A blackbird heard you.
Well, the snowdrops are almost finished,
crocuses are erect and daffodils get prouder by the day.
Even the geese are returning, a ragged victory flight.
I have fresh coffee-beans. We will eat butteries.
What more could you want?
Your white bath-robe on the line flaps its wings
like a swan. Surely you can hear it, feel the breeze,
smell the clean air, see the trees are swelling.
Haven’t you heard about the smart sun we’re having
and the new shopping centre?
The rivers are rising with the melting snow,
birds are pairing off. So what keeps you?
I have ordered a dozen Rioja Gran Reserva.
February
Virtuoso
None of the beggars greet her,
share their cans or fags.
She wears a wedding hat,
her hair has seen a stylist.
Her violin is polished, strung,
the bow taut. Everything is ready
but something’s wrong.
Her bow never touches the strings,
though her legs move as if dancing.
She is beautiful, still,
young hair stroking an old face,
foreign, perhaps French, ex-ingénue,
probably mad, whatever that is:
I mean look at me – checking out a woman
in the street, wanting to know her story,
take her home, care for her,
put her photo on Facebook,
cilla-black her children.
Winter sets in, the word is she’s gone south.

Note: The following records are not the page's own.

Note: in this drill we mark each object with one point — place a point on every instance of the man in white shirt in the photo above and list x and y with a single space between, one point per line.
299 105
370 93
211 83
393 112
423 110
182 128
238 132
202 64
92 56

Her spirit remains, an unkent song
haunting the moon-cold streets…
January
New Year’s Eve
A shy young woman,
the friend of a friend,
comes to my house.
I want to stroke her hair,
amuse her eyes with jokes,
hold her face in my hands,
search her frailty,
feel the boldness that covers
those small bones,
hear her story and say:
Now you are safe.
The bells ring out,
I kiss her and she leaves.
Nothing was said:
a stranger came and went
as the year turned.
One life is touched
as another becomes the night.
The fire needs a log…

Gerard Rochford’s publications include ‘Eating Eggs with Strangers’, ‘The Holy Family and Other Poems’, and ‘Figures of Stone’ (Koo Press). He is the Scottish Review’s Makar of 2010 and contributes a poem each month.